C8 écope d'une amende record de 3,5 millions d'euros
Les injures de l'animateur Cyril Hanouna adressées sur C8 au député LFI Louis Boyard en novembre ont valu 3,5 millions d'euros d'amende à la chaîne, une somme supérieure à celle infligée en 2017 par le régulateur.
L'animateur-vedette de la chaîne avait notamment traité le député, par ailleurs un de ses ex-chroniqueurs, d''abruti'. Il avait ajouté 'tocard' et 't'es une merde':
'L'Arcom a estimé que ces propos ont porté atteinte aux droits de l'invité, au respect de son honneur et de sa réputation' et que 'cette séquence traduisait une méconnaissance par l'éditeur de son obligation de maîtrise de son antenne', a déclaré le régulateur des médias dans un communiqué.
Les altercations et incidents lors des émissions de Cyril Hanouna ont déjà valu à sa chaîne de nombreux avertissements et sanctions, dont une amende record de 3 millions d'euros pour un canular jugé homophobe en mai 2017. Hasard du calendrier, la Cour européenne des droits de l'Homme a débouté jeudi C8 qui contestait cette sanction, au nom de la liberté d'expression.
L'Autorité de régulation de la communication audiovisuelle et numérique a également indiqué jeudi avoir mis en demeure la chaîne de respecter ses obligations en matière d'honnêteté et d'indépendance de l'information.
Indépendance et censure
Elle a considéré que Louis Boyard 'avait été explicitement empêché d'exprimer en plateau un point de vue critique à l'égard d'un actionnaire du groupe Canal+, auquel appartient le service de télévision C8', ce qui n'avait pas permis de réaliser l'émission 'dans des conditions qui garantissent l'indépendance de l'information'.
'Le groupe Canal+ déplore la décision de l'Arcom (...) ne tenant en rien compte du comportement de (Louis Boyard) lors de l'émission du 10 novembre 2022. Le groupe Canal+ mettra en oeuvre les voies de recours possibles dans les plus brefs délais', a indiqué l'entreprise dans un communiqué jeudi soir.
'Le milliardaire Bolloré a voulu me censurer. On a Touché à Son Poste', a pour sa part réagi Louis Boyard sur Twitter.
Cette décision du régulateur, autorité indépendante du gouvernement, survient dans un contexte de tensions entre Canal+, filiale du groupe Vivendi piloté par le milliardaire conservateur Vincent Bolloré, et la ministre de la Culture, Rima Abdul Malak.
Politique
La chaîne mène aussi un bras de fer avec la ministre de la culture. Jeudi matin, la ministre avait jugé 'inadmissible' l'appel à la privatisation de l'audiovisuel public de la vedette de C8, Cyril Hanouna. 'Privatisez-moi ça', avait lancé mi-janvier l'animateur de 'Touche pas à mon poste'. Une diatribe lancée en réponse à des déclarations de la ministre rappelant la possibilité pour l'Arcom de retirer à CNews et C8 la fréquence mise à leur disposition quand elles ne respectent pas leurs obligations.

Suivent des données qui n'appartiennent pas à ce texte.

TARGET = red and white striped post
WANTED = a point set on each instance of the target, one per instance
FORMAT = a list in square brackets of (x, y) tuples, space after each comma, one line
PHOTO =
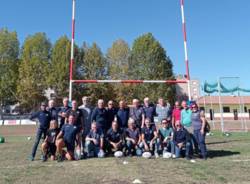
[(72, 50), (185, 47)]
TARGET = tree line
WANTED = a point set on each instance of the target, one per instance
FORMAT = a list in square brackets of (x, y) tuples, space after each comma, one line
[(36, 65)]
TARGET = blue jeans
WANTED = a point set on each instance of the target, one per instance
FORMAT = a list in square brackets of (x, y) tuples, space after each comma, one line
[(200, 139), (39, 134), (187, 151), (91, 149), (131, 146)]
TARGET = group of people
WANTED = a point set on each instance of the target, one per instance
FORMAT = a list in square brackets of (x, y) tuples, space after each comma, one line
[(75, 132)]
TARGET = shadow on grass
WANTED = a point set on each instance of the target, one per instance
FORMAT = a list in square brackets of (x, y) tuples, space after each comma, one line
[(223, 142), (221, 153)]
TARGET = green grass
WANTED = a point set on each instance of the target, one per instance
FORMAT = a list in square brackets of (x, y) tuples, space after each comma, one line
[(229, 163)]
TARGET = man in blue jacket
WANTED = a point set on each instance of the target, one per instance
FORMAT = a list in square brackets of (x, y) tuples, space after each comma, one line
[(44, 118)]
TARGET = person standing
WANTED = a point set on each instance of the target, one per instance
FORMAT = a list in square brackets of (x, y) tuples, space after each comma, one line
[(181, 140), (111, 114), (53, 110), (87, 111), (122, 115), (176, 114), (149, 110), (137, 114), (44, 118), (186, 122), (149, 137), (67, 137), (198, 123), (114, 138), (95, 142), (99, 115), (64, 111), (78, 116)]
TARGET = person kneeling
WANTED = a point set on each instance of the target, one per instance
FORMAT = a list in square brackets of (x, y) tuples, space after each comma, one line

La passe d'armes s'était poursuivie dans la presse, le patron de Canal+, Maxime Saada, rétorquant qu''un ministre ne devrait pas dire ça'.'Je suis dans mon rôle quand je rappelle le cadre existant', s'est défendue jeudi la ministre. 'Il y a des obligations à respecter. Il y a déjà eu une vingtaine d'interventions de l'Arcom, depuis 2019, pour C8 et CNews. Au bout de combien d'interventions l'Arcom pourra-t-elle dire à quel degré les obligations ne sont pas respectées ? C'est le rôle de l'Arcom', a-t-elle ajouté.
'Nous avons été profondément choqués par les propos tenus par Madame la ministre de la culture', a déclaré Canal+ dans un communiqué. Le groupe Vivendi, détenu par le milliardaire conservateur Vincent Bolloré, faisait référence aux paroles tenues par Rima Abdul Malak lors de la matinale de France Inter.
'Près de cinq minutes de son intervention ont été consacrées à la critique de notre groupe et à des invectives contre nos chaînes C8 et CNews', s'est offusqué Canal+. 'En laissant à nouveau entendre que' leurs licences 'ne mériteraient pas d'être renouvelées en 2025', la ministre 'prend parti, sort de sa réserve et ne respecte pas l'indépendance de notre régulateur sectoriel', l'Arcom, a estimé le groupe. Elle suscite en outre 'l'inquiétude de nos salariés en menaçant la pérennité de leur activité', poursuit-il.